Wed Nov 12 18:43:52 UTC 2008

Hello all,

I have been wondering what most people do about cache coherency issues
when doing high availability failover between two or more Linux
servers (RHEL, if it matters) with shared storage?

Consider a typical master-slave arrangement managed by heartbeat and a
fibrechannel HBA in each node each connected to a switch with a bunch
of storage also connected to the switch. The master and the slave are
sharing this disk to other clients on the network via NFS.

When the master fails during heavy writes with a gig of data in its
cache all of that data will be lost.

What do most people do about this? Is there any way to tell the kernel
to only do write-through and no caching? This might not be infeasible
if one has a lot of cache in the disk storage connected to the
fibrechannel switch which is the case for me.

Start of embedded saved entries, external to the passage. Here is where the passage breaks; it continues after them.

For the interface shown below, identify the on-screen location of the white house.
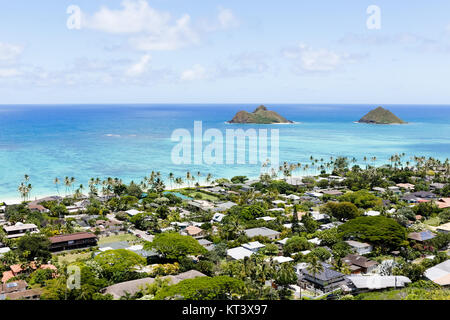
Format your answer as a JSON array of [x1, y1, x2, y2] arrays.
[[227, 247, 254, 260], [125, 209, 142, 217], [345, 240, 373, 255], [242, 241, 266, 252]]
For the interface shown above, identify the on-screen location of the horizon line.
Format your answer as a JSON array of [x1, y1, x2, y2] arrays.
[[1, 102, 450, 107]]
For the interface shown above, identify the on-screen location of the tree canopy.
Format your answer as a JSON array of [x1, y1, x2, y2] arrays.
[[338, 216, 407, 250], [154, 276, 244, 300], [145, 233, 207, 261]]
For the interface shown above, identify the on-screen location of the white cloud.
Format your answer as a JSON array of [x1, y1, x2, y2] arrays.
[[283, 43, 362, 72], [217, 7, 239, 30], [180, 64, 208, 81], [81, 1, 239, 51], [0, 42, 23, 61], [339, 33, 436, 47], [0, 68, 21, 77], [82, 0, 199, 51], [130, 14, 200, 51], [125, 54, 151, 77]]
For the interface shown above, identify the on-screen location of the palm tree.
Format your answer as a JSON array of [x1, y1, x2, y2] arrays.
[[206, 173, 213, 185], [64, 176, 70, 196], [168, 172, 174, 190], [306, 255, 324, 296], [54, 177, 60, 196], [70, 177, 76, 194]]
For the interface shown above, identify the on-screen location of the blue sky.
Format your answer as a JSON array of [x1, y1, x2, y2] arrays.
[[1, 0, 450, 104]]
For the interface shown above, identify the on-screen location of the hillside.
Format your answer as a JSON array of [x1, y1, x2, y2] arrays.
[[358, 107, 406, 124]]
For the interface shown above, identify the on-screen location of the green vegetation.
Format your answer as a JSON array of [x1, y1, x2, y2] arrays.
[[338, 216, 407, 250], [154, 276, 245, 300], [145, 233, 207, 261], [229, 105, 293, 124], [358, 106, 406, 124]]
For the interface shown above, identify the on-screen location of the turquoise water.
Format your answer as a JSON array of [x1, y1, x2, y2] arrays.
[[0, 104, 449, 200]]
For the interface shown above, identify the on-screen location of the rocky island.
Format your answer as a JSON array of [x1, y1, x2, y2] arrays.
[[229, 105, 293, 124], [358, 106, 406, 124]]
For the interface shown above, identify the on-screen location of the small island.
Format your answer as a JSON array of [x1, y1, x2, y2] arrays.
[[229, 105, 293, 124], [358, 106, 406, 124]]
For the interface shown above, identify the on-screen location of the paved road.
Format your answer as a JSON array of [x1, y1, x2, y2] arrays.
[[130, 228, 154, 242], [106, 213, 154, 241]]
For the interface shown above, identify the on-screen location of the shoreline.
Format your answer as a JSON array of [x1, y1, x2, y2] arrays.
[[0, 173, 310, 205]]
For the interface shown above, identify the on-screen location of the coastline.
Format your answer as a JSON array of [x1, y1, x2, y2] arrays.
[[1, 173, 309, 205]]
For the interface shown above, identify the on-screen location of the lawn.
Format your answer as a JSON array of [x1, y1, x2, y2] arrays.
[[186, 191, 219, 201], [98, 233, 140, 245], [424, 216, 441, 227], [56, 251, 92, 265]]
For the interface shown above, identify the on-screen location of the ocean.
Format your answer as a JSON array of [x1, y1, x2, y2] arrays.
[[0, 104, 449, 201]]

I have read http://www.westnet.com/~gsmith/content/linux-pdflush.htm
which seems to be an excellent treatment of pdflush related issues.
However, it does not seem to address this specific issue. It mentions
four tunables in /proc/sys/vm which when set to zero seem like they
might accomplish what I'm looking for:

dirty_background_ratio
dirty_ratio
dirty_expire_centisecs
dirty_writeback_centisecs

but I set them all to zero on a test system and the Dirty field of
/proc/meminfo still routinely shows dirty pages.

Your comments are appreciated.

-- 
Tracy Reed
http://tracyreed.org